My understanding is that the usual kabuki ticket gets you into a series of back-to-back shows that last some number of hours. I didn't want to commit the time or the money to such a ticket, nor do I have any idea how to get one.
Luckily the theater offers "one show" tickets for those short on cash or deficient on attention. We had to wait in line for about an hour and pay maybe $15, and we were in business. For another 4 bucks, we each rented earphones that gave a loose English translation of the show itself, along with other little historical tidbits or facts about the actors.
We walked up several staircases to the fourth floor of the theater, and once on the other side of the door... "standing room only" said a theater worker without emotion. In their defense, there were seats available but they were all currently occupied, but its strange that I don't recall that being mentioned when I handed them my cash. So in addition to the one official intermission we took some little breaks of our own during the multiple hour long show, to keep our legs from snapping in half.

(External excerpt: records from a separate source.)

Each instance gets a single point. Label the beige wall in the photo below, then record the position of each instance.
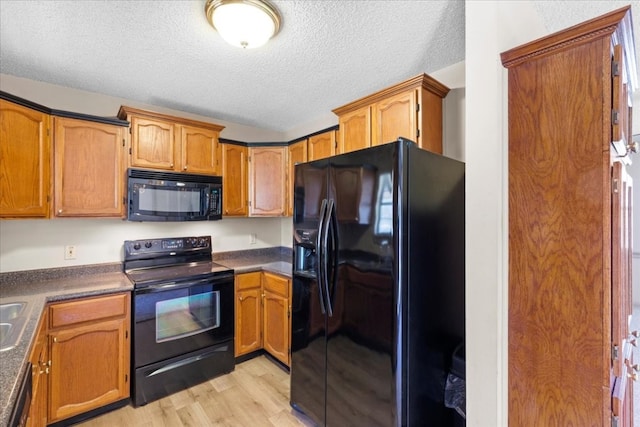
(34, 244)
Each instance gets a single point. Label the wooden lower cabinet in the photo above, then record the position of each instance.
(39, 359)
(263, 320)
(248, 313)
(89, 352)
(276, 316)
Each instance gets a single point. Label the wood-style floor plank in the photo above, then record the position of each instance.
(255, 394)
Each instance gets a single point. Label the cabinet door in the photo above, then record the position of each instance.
(25, 162)
(89, 172)
(153, 143)
(234, 180)
(355, 130)
(322, 145)
(248, 313)
(297, 154)
(89, 368)
(199, 150)
(267, 181)
(394, 117)
(39, 375)
(276, 324)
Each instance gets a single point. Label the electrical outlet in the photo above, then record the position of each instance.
(70, 252)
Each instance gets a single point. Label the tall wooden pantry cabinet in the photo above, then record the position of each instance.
(570, 226)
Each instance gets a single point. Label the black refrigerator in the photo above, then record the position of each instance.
(378, 286)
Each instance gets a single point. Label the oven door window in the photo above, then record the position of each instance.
(173, 321)
(184, 316)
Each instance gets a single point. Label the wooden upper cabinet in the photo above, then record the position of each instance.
(411, 109)
(321, 145)
(25, 162)
(267, 181)
(297, 154)
(355, 130)
(393, 117)
(569, 228)
(89, 171)
(199, 150)
(235, 200)
(153, 144)
(161, 141)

The "one show" ticket ended up covering two smaller shows. I really wish that they would have let me take some video of everything, or at least sold a DVD somewhere. Both of the shows were really cool and I can't possibly describe them fully in my own words... shame.
The first show was a dance performance supposedly from the Edo period. Two men in bright blue outfits danced in the street while they made something called awamochi, a cake of rice that is pounded with a hammer until it becomes one thick and sticky mass. Their faces were painted in a typical kabuki-looking way, super white with bright red around the eyes... maybe some additional red around the mouth area. The dance itself was awesome, and I realized what a good purchase the earphones were... sometimes these guys were acting out things that I never would have guessed in a million. They were accompanied by a maybe ten person band on the far left of the stage. Vocals, shamisen, maybe a drum or two.
The next show was a bit of a disappointment to me. Rather than the flamboyant costumes and the crazy expressions of a huge kabuki show that I was expecting, we were presented with what seemed to me to be a usual play, set around the time when the US forced Japan to open its doors to the outside world. The setting was a geisha house in a city whose name I don't recall. A geisha killed herself out of loneliness, unknowingly right before she was about to be purchased by an American. Although the two events were unconnected, her friend geisha invented a whole story about how the girl had killed herself rather than be touched by a foreigner, in order to make money from the nationalist samurai still roaming the city.
As an American I wasn't really bothered by the subject matter, I found it a very interesting look into a period in Japanese history that I have read about several times. The part that hurt me the worst was the Japanese guy who played the American. I felt like he was an awkward ass in an over-the-top fashion, perhaps to make it obvious why he didn't belong in polite Japanese society. And his English.... it was so awful. His accent was grating. At one point he and a Japanese store owner were attempting to communicate, and it just made me cringe. The store owner's purposefully bad language skills weren't that much worse than the guy who was supposed to be native. I don't know. Maybe I was still mad that I was standing for hours to see something that wasn't even kabuki, but it bothered me a bit.
Once that awful English speaker was gone the play was quite interesting, and ended with the lying geisha finally getting caught in her lie years later. This was my first time seeing a real kabuki act, and this place is one of the premier kabuki stages in the country. Very cool.